We've got some helpful info on what to eat on our site so feel free to have a good look around and let us know if we can help in any way.
 
I too was 67 at diagnosis, at a higher level than you. Looking at the positive - you have only gone from 48 to 51, so are at the lowest end of the diabetic spectrum. It could have become a lot worse over the last 12 months. So now is the time to make changes. You might only need to make small tweaks now, but if you leave it, small will become larger.

It's total carbs you should look at, not just sugars. If you look at a supermarket pack, it will say total carbs xxx; of which yyy are sugars. You don't need to cut everything out - in fact if you go too drastic it can affect your eyes. Also there are carbs in everything, except proteins. Even the humble lettuce has some carbs. It is suggested that Type 2 diabetics might aim for less than 130gm carbs a day. Some people who are particularly sensitive to carbs aim for a lot lower.

I experimented and settled on 90gm a day. I monitor daily with an App. Some are free, some have a fee. Mine shows the carb level for portions or by weight. For example, a Sainsburys malted milk biscuit is 6.2gm carbs. Many of us reduce our portion size of things like bread, potato, rice, pasta, cereals, or look for substitutes such as cauliflower rice/mash, carrot/swede puree, courgetti, boodles, roasted squash wedges. Of course cutting right down on the obvious things like sweets, cakes, biscuits, pastries, most fruits (berries are the best fruits to eat - tropical fruits are the highest in sugars), but if you want a biscuit, just include it in the day's count, unless it really spikes your blood glucose.

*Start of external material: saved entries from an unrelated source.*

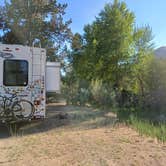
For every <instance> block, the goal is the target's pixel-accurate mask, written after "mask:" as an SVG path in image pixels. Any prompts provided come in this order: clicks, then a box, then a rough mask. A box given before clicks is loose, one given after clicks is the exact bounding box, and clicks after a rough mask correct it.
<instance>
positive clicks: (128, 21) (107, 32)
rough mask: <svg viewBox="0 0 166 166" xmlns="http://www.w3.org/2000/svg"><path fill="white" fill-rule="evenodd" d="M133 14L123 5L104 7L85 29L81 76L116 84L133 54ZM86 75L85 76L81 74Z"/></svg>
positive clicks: (124, 70)
mask: <svg viewBox="0 0 166 166" xmlns="http://www.w3.org/2000/svg"><path fill="white" fill-rule="evenodd" d="M133 25H134V14H133V13H132V12H130V11H129V10H128V9H127V7H126V4H125V3H124V2H118V1H114V3H113V4H106V6H105V8H104V10H103V11H101V12H100V14H99V16H98V17H97V18H96V20H95V21H94V22H93V23H92V24H91V25H87V26H85V28H84V31H85V34H84V39H85V45H84V48H85V49H84V52H83V55H82V56H80V58H81V60H79V61H78V62H76V63H80V62H82V64H83V65H82V70H81V71H80V70H78V72H80V75H81V76H82V77H84V78H87V79H88V80H94V79H99V80H103V81H105V82H109V83H110V82H115V83H116V84H117V85H118V86H119V84H120V82H121V80H122V78H123V77H124V75H126V74H127V71H128V67H129V65H127V63H128V61H129V58H130V56H131V53H132V49H131V44H132V43H133V33H134V26H133ZM82 71H85V72H86V76H85V75H84V72H82Z"/></svg>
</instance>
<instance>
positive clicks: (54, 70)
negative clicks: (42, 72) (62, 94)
mask: <svg viewBox="0 0 166 166" xmlns="http://www.w3.org/2000/svg"><path fill="white" fill-rule="evenodd" d="M46 92H56V93H59V92H60V63H59V62H47V63H46Z"/></svg>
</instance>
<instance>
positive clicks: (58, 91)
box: [0, 44, 60, 122]
mask: <svg viewBox="0 0 166 166" xmlns="http://www.w3.org/2000/svg"><path fill="white" fill-rule="evenodd" d="M46 91H48V92H59V91H60V63H59V62H46V50H45V49H43V48H37V47H28V46H21V45H7V44H0V121H4V122H5V120H6V119H7V118H8V117H10V119H15V120H20V119H21V120H25V119H28V120H30V119H36V118H37V119H38V118H44V117H45V116H46Z"/></svg>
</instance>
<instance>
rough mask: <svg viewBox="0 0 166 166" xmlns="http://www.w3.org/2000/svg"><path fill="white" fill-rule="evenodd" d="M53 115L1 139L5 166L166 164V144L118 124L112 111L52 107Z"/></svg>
mask: <svg viewBox="0 0 166 166" xmlns="http://www.w3.org/2000/svg"><path fill="white" fill-rule="evenodd" d="M47 117H48V118H47V119H46V120H45V121H42V122H37V123H32V124H30V125H26V126H24V127H22V128H21V131H20V132H21V136H17V137H11V138H6V139H1V140H0V165H2V166H12V165H13V166H15V165H17V166H23V165H25V166H38V165H39V166H52V165H53V166H59V165H60V166H61V165H64V166H93V165H94V166H107V165H110V166H114V165H117V166H119V165H122V166H123V165H126V166H128V165H133V166H134V165H141V166H142V165H151V166H152V165H154V166H156V165H163V166H164V165H165V162H166V145H165V144H161V143H158V142H157V141H156V140H154V139H151V138H145V137H142V136H140V135H139V134H138V133H137V132H135V131H134V130H132V129H130V128H128V127H126V126H121V125H119V126H118V125H116V124H115V122H116V120H117V119H116V116H115V115H114V114H111V113H109V112H108V111H107V110H98V109H96V110H94V109H91V108H83V107H82V108H79V107H73V106H64V105H51V106H49V107H48V116H47Z"/></svg>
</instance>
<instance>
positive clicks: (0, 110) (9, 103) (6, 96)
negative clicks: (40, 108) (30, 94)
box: [0, 94, 35, 122]
mask: <svg viewBox="0 0 166 166" xmlns="http://www.w3.org/2000/svg"><path fill="white" fill-rule="evenodd" d="M9 95H11V96H10V97H8V96H1V95H0V119H1V121H3V122H10V121H13V120H14V121H22V120H31V118H32V117H33V115H34V112H35V107H34V105H33V104H32V103H31V102H30V101H28V100H25V99H20V98H19V97H18V96H17V95H16V94H9Z"/></svg>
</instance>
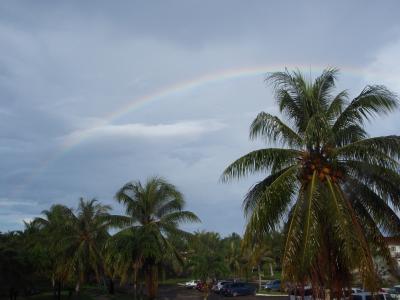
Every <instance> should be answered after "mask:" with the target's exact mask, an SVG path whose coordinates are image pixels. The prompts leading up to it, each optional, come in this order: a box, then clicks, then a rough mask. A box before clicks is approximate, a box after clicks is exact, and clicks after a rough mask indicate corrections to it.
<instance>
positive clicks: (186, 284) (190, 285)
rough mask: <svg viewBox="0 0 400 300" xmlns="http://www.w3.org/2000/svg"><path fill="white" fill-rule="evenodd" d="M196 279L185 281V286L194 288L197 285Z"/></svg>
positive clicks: (196, 280) (185, 286) (196, 281)
mask: <svg viewBox="0 0 400 300" xmlns="http://www.w3.org/2000/svg"><path fill="white" fill-rule="evenodd" d="M198 282H199V281H198V280H191V281H188V282H186V283H185V287H186V288H188V289H194V288H195V287H196V286H197V283H198Z"/></svg>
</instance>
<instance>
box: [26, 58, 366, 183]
mask: <svg viewBox="0 0 400 300" xmlns="http://www.w3.org/2000/svg"><path fill="white" fill-rule="evenodd" d="M285 68H288V69H289V70H293V69H298V70H300V71H303V72H307V73H308V72H310V73H311V70H312V72H320V71H322V70H323V69H324V68H326V66H319V65H312V66H310V65H309V66H306V65H293V66H292V65H287V64H286V65H268V66H252V67H241V68H234V69H225V70H221V71H218V72H214V73H209V74H204V75H201V76H199V77H195V78H192V79H189V80H186V81H181V82H177V83H175V84H173V85H170V86H165V87H163V88H161V89H159V90H156V91H155V92H153V93H150V94H147V95H144V96H141V97H138V98H135V99H132V100H131V101H129V102H128V103H127V104H126V105H124V106H122V107H120V108H118V109H116V110H115V111H113V112H111V113H110V114H108V115H106V116H104V117H103V118H102V120H101V121H100V122H97V123H96V124H94V125H93V126H91V127H90V128H87V129H84V130H81V131H79V132H78V133H77V134H76V135H75V137H74V138H73V139H69V138H68V137H67V138H65V140H64V141H63V142H62V146H61V150H60V151H59V152H57V153H55V154H54V155H53V156H50V157H49V158H48V159H47V160H46V161H44V162H43V163H42V164H41V165H40V166H39V167H38V168H37V169H35V171H34V172H33V173H32V174H31V176H29V177H28V180H27V184H25V185H24V186H28V185H29V184H30V182H32V181H33V179H34V178H35V177H36V176H38V175H39V174H40V173H42V172H43V171H44V170H45V169H46V168H47V167H48V166H49V165H51V164H52V163H53V162H54V161H56V160H58V159H60V158H61V157H62V156H64V155H66V154H67V153H68V152H70V151H71V150H72V149H74V148H76V147H78V146H79V145H80V144H81V143H83V142H84V141H87V140H88V139H90V138H91V135H90V133H91V131H92V130H93V129H96V128H97V127H100V126H104V125H107V124H112V122H113V121H115V120H117V119H118V118H120V117H121V116H123V115H126V114H129V113H131V112H133V111H136V110H139V109H140V108H141V107H143V106H145V105H149V104H151V103H154V102H157V101H161V100H163V99H166V98H168V97H171V96H174V95H179V94H181V93H185V92H192V91H194V90H196V89H200V88H202V87H204V86H207V85H209V84H218V83H220V82H225V81H229V80H237V79H241V78H246V77H255V76H260V77H261V76H265V75H266V74H267V73H270V72H275V71H282V70H284V69H285ZM339 69H340V70H343V71H344V73H345V74H346V75H354V76H361V75H365V74H367V72H366V70H362V69H359V68H353V67H343V68H339Z"/></svg>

I found it necessary to test, test, test with a monitor for the first few weeks, until I worked out what foods I could eat and what affected me. Test immediately before and 2 hours after 1st bite (including your evening biccies!!) I soon learned I could manage a couple of small potatoes, or a small slice of wholemeal bread, but not bigger portions. We are all different so what you discover about yourself might be totally different.

One exercise I discovered was aquafit, and I now go 3 times a week. I have a waist again, and am a lot more toned and flexible. It's also sociable and fun. Best wishes
 
I already am, started a diet and I walk nearly every day, but is it o.k that I allow myself 2 malted milk biscuits each evening as part of my Weight Watchers plan? I'm confused, should I not be eating any sugar at all, or drink any alcohol?
Weight watchers is not designed for use controlling diabetes, but if you are losing weight then your numbers might reduce due to that - it will take time to resolve that though.
I was far higher into the diabetes range when diagnosed 91 - and I went straight to eating low carb as the carbs are the problem.
My blood glucose went back to normal, and now - over 5 years later, a lot of other things are normalizing too.
If you can cope with biscuits and still have normal blood glucose then that is fine - but I suggest using a meter and test strips to check what you are eating. It only needs to be for a little while, as once you see the numbers it should become clear what you can cope with and what causes spikes.
 
You may be able to adapt your weight watchers program to fit in with the need to reduce carbohydrates by making some substitutions for lower carb ingredients. You might want to check out this link for a low carb approach and see how it compares to the WW program. https://lowcarbfreshwell.co.uk/
But I would suggest that you get a blood glucose monitor so you can see what meals you can tolerate and give yourself the control over your condition.
The GlucoNavil is one with the cheapest strips available on line, you get a few strips and lancets with the kit but should buy extra at the outset.